En Málaga, una madre de cincuenta y un años ha denunciado a su hija de veinte porque la mantiene encerrada en una habitación con una dieta de una pieza de fruta al día. Aquí está el relato completo. A modo de resumen sólo se puede decir que la policía local se encontró cuando llegó al domicilo con eso que el moderno lenguaje políticamente correcto califica como familia desestructurada.

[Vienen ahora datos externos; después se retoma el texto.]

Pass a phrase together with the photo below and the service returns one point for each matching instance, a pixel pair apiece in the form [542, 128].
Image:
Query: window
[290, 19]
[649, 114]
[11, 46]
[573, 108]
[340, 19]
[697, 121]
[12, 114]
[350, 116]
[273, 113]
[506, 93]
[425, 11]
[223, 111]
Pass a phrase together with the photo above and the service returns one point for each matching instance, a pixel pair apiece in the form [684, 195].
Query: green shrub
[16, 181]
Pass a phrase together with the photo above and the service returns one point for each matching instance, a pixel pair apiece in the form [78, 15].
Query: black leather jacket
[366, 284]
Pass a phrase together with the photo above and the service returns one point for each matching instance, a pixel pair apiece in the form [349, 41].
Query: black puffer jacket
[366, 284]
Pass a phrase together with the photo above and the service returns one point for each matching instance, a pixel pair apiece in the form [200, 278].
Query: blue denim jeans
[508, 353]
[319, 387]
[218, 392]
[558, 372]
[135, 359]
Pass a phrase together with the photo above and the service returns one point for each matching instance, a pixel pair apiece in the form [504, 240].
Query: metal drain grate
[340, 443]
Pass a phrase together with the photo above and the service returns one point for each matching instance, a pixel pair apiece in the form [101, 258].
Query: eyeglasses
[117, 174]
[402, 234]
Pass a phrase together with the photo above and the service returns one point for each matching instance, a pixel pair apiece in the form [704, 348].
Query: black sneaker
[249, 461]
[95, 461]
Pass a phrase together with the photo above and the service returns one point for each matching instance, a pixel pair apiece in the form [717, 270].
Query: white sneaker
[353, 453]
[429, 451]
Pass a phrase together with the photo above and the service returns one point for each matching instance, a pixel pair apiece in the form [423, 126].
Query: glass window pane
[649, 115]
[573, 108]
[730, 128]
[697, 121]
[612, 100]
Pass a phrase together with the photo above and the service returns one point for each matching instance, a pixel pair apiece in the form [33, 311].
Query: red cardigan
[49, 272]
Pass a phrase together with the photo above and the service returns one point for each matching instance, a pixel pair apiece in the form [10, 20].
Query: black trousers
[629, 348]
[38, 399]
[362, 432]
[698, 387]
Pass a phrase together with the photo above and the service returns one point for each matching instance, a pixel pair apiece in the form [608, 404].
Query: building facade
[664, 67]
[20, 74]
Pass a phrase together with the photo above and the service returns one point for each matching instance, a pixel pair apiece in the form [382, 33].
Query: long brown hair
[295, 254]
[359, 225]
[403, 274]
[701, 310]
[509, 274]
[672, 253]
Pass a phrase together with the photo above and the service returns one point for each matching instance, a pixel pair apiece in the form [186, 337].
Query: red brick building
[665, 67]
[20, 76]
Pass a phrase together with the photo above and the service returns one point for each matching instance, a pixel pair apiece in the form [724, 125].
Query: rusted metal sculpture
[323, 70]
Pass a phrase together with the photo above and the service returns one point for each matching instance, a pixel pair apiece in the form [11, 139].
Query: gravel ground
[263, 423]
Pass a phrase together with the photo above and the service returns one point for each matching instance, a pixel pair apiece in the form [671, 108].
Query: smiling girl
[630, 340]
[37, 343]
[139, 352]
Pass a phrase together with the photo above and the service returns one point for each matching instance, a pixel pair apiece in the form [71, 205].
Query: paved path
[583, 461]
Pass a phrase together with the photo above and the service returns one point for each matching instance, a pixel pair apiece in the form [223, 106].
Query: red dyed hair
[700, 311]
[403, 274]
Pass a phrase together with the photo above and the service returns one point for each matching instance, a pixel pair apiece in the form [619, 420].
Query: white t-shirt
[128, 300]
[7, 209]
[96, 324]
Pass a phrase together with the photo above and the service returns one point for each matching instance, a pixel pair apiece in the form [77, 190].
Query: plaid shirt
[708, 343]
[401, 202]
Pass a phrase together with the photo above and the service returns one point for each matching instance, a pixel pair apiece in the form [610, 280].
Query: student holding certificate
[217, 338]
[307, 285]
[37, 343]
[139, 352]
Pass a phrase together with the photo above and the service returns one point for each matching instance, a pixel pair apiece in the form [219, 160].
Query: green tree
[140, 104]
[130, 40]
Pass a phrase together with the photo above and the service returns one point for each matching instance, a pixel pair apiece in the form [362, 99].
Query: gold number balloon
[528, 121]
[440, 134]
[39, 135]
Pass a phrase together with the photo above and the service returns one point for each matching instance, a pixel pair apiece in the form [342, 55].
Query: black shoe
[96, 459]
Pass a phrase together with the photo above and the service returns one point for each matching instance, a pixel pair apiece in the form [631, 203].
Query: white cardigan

Siempre que me encuentro con noticias de este tipo pienso si sus protagonistas no fueron un día personas normales a las que por nada del mundo se les ocurriría dar una paliza a toda su familia por un mando a distancia, o encerrar a la madre que la parió (y la alimentó, la vistió y la cuidó...) por no se sabe qué razón. Si nacieron con un gen extra de violencia, o si las estrecheces habitacionales, que diría la ministra, el hartazgo, las desilusiones, la vida en fin, sacaron a relucir la bestia oculta tras un aspecto humano.